Über die Entdeckung berichtet der gebürtige Wittenberger in der jüngsten Ausgabe des Jahrbuches »Minden Ravensberger« unter der Überschrift: »Neandertaler am Hamscheberg? - Erster Nachweis altsteinzeitlicher Geräte im Kreis Herford.« Der Regierungsamtsrat a.D., der lange Jahre in Hannover lebte und heute in Herford wohnt, ist »Anthropologe aus Leidenschaft«, wie er selbst sagt. »In gewisser Weise«, fügt er schmunzelnd an, »bin ich auch auch ein Jäger und Sammler.«
Schon in seiner Kindheit, die er in Wittenberg verbrachte, trug er unermüdlich kleine Feuersteine zusammen, weil deren Form und Farbe mit der warmen Patina großen Eindruck auf ihn machten. Im Laufe der Jahre wuchs die Zahl der Fundstücke, darunter auch zahllose Versteinerungen, kontinuierlich an, bis sich daraus ein weiteres Betätigungsfeld entwickelte, das den 69-Jährigen in Fachkreisen bekannt machte. Hans Meyer baute eine ungewöhnliche und weltweit vermutlich einzigartige Sammlung auf, die fossile Reste menschlicher Vorfahren als naturgetreu kolorierte Abgüsse in höchster Qualität enthält. Hans Meyer erklärt: »Es handelt sich quasi um Duplikate der Originale, die in Museen rund um den Globus gezeigt werden. Die Abgüsse werden mit Hilfe von Silikon und Gips hergestellt und dann bemalt.«
Die 550 Einzelstücke, wie Nachbildungen von Schädeln und Gebissen, hat Meyer aber inzwischen dem Naturhistorischen Museum Wien überlassen, dessen Korrespondent er ist und für das er immer wieder wissenschaftliche Vorträge hält (darunter: »Der menschliche Schädel als Kultobjekt und Trinkschale«). In dem Museum fanden die Stücke bei der Neugestaltung der anthropologischen Abteilung Verwendung und sollen den Besuchern künftig anschauliche Informationen zur Stammesgeschichte des Menschen liefern.

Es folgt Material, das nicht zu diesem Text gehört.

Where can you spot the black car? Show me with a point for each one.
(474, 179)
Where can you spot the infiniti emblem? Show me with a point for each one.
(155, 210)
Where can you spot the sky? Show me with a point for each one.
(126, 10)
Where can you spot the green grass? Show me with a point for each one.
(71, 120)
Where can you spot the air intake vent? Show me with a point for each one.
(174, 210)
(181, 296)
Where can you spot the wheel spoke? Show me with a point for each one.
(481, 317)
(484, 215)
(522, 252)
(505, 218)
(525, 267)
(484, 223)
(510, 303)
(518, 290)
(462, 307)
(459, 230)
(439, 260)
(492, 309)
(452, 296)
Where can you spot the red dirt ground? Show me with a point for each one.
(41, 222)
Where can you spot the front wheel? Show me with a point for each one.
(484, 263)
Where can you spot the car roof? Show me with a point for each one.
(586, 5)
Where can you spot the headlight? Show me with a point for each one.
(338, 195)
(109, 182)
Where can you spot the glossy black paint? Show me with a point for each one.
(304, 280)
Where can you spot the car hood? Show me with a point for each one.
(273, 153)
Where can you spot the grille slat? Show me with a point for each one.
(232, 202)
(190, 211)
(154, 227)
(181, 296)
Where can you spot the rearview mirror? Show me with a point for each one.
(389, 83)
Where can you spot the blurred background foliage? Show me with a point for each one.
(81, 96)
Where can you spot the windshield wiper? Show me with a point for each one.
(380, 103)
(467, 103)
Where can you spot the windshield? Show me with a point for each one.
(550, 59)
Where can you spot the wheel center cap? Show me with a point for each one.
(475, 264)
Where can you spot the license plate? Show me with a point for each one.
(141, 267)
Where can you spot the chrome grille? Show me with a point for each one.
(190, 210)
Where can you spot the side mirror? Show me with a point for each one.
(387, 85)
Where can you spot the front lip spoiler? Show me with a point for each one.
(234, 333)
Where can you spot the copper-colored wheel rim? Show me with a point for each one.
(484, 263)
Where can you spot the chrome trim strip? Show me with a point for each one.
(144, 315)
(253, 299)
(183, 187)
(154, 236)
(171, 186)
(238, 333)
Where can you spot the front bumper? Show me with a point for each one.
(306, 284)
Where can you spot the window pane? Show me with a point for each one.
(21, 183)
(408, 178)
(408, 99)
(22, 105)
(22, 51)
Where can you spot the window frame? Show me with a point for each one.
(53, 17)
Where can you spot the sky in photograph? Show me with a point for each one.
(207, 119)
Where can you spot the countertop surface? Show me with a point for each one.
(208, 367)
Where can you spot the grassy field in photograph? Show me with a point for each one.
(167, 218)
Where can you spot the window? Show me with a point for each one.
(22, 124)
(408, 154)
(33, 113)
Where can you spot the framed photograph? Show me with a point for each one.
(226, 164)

Als ein solches Beispiel dient auch Meyers Fund am Hamscheberg in Herford. Ein Landwirt war 2004 beim Pflügen eines Feldes auf mehrere Steine gestoßen, die er am Rand des Ackers stapelte, um die Scharen nicht zu beschädigen. Aus langer Erfahrung weiß Hans Meyer, dass solche kleinen Steinhäufchen große Schätze bergen können. Auch in diesem Fall hatte er wieder den richtigen Riecher: Er entdeckte drei Faustkeile, die hier durchziehenden Neandertalern einst als eine Art »Universalgerät« zum Schlagen, Schaben und Schneiden dienten. Das Quarzitgestein stammt aus der Saale-Eiszeit, die vor 200 000 Jahren Findlinge und Geröll bis in die Region des Lipperlandes transportierte. Aus kleineren Steine formten die Neandertaler ihre Werkzeuge. Mit dem Auftauchen des anpassungsfähigeren homo sapiens indes war das Schicksal dieser Urmenschen besiegelt - sie starben aus.